I've been wandering down Nostalgia Lane this week, going through a stack of old 3.5 inch floppies ("legacy technology") and transferring the contents to CDs or DVDs. My personal computer no longer includes that size drive, and it occurred to me that it wouldn't be long before I wouldn't have access to one though work either. I had files going back to my grad school days on those floppies, so I decided to go through them and see if there was anything worth saving.
Turned out there was, and I just don't mean the 17 or so "back up" copies of the dissertation. I found copies of letters I wrote back in the '90s (and I'd like to thank my younger self for reminding me so vividly of why I don't miss teaching snot-nosed undergraduates all that much), personal photos taken in the early days of digital cameras, and other gems.
The above photo (which the S.O. is going to be annoyed that I used before he could) was taken almost exactly ten years ago, in early winter of 1999. I must have used the digital camera I had the use of during my brief tenure as the editor of a limited circulation monthly newspaper (a contract job that lasted, if memory serves me right, for four issues). The camera was huge, not a whole lot different than trying to tote an oversized brick around, and used actual floppies, the 3.5 inch ones. At its highest quality setting, a person was doing good to take more than 2 photos before running out of memory. But it was great for desktop publishing -- straight from the camera to the computer with minimal hassle.
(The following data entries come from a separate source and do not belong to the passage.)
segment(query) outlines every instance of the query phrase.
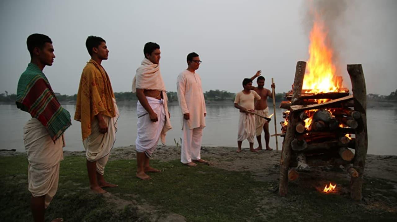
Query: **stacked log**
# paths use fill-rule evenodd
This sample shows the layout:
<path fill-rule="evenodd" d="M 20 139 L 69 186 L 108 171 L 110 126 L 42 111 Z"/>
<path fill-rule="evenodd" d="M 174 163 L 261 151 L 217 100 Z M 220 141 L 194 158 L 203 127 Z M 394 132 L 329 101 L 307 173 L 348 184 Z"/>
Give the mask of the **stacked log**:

We were living up on the tundra that year, trying to stay warm in our aging shoebox of a mobile home, while we both lurched from temporary job to temporary job. The editing gig came along right about the time my unemployment checks were running out, so it was good timing even if it didn't last long. It meant being able to avoid driving up to Houghton to re-register with the temporary employment pool at Michigan Tech (not that I ever minded any of the various temporary jobs I've held at Tech -- being the football coaches' temporary secretary for approximately six months was more fun than any office job should ever be) while keeping my fingers crossed I managed to find something more permanent. Being unemployed in upper Michigan is one of those things that qualifies as a mixed blessing: it sucks being broke, but it also means not having to be outside busting through snowdrifts before dawn. Our road never got plowed before either I or the S.O. had to leave for work -- it's been the last one cleared for many, many years.
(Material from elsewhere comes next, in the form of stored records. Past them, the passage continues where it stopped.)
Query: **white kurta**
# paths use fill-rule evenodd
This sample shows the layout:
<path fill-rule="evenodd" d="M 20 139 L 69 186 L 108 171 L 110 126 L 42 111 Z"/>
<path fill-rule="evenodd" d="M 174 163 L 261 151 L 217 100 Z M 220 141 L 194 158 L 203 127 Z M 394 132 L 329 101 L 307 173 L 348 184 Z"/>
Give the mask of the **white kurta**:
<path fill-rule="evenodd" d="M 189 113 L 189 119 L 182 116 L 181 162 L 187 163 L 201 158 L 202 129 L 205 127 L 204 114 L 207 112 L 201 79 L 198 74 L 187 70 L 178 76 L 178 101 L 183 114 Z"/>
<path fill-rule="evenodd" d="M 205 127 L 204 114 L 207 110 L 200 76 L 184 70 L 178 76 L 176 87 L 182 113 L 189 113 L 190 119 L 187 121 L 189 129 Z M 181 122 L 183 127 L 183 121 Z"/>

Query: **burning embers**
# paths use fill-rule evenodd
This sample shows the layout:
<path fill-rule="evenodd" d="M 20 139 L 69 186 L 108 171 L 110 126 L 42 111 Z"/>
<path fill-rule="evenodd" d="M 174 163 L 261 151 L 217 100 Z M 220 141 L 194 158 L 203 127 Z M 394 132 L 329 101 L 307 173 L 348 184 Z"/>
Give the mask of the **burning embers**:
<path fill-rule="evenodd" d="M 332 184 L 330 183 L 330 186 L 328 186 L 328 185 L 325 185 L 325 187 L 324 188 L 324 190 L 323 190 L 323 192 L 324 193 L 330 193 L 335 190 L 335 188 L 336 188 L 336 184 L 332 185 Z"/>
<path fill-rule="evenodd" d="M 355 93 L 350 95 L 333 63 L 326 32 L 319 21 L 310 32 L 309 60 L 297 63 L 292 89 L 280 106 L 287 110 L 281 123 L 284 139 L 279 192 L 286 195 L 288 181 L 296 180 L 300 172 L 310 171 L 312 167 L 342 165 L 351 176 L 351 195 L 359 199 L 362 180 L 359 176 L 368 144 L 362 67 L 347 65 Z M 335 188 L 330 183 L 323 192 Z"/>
Which is, of course, one of the reasons we owned a snowplow ourselves. We pay Baraga County for driveway plowing every year (including this one, even though they got told they don't have to plow because no one's at the farm this winter) so we can stay on the list (once you're off the list, you can never get back on), but even with the county keeping the driveway open, when you live in an area that gets, on average, over 300 inches of snow per winter, it is good to have a personal plow, even if it is mounted on a piece of junk like that Jeepster. The plow itself was not a particularly good one, if memory serves me right. The S.O. didn't notice the missing roof much. He kept himself warm with curses, either at the plow or the plow vehicle.
A year from now he'll be back at it, out there in the cold shoving snow around with a vehicle that looks like it should have gone to the crusher a couple years ago. The major difference will be we'll be retired, no ties to the U.P. that would keep us there all winter. I wonder how many plowing days it will take before he decides being a snowbird isn't such a bad idea after all?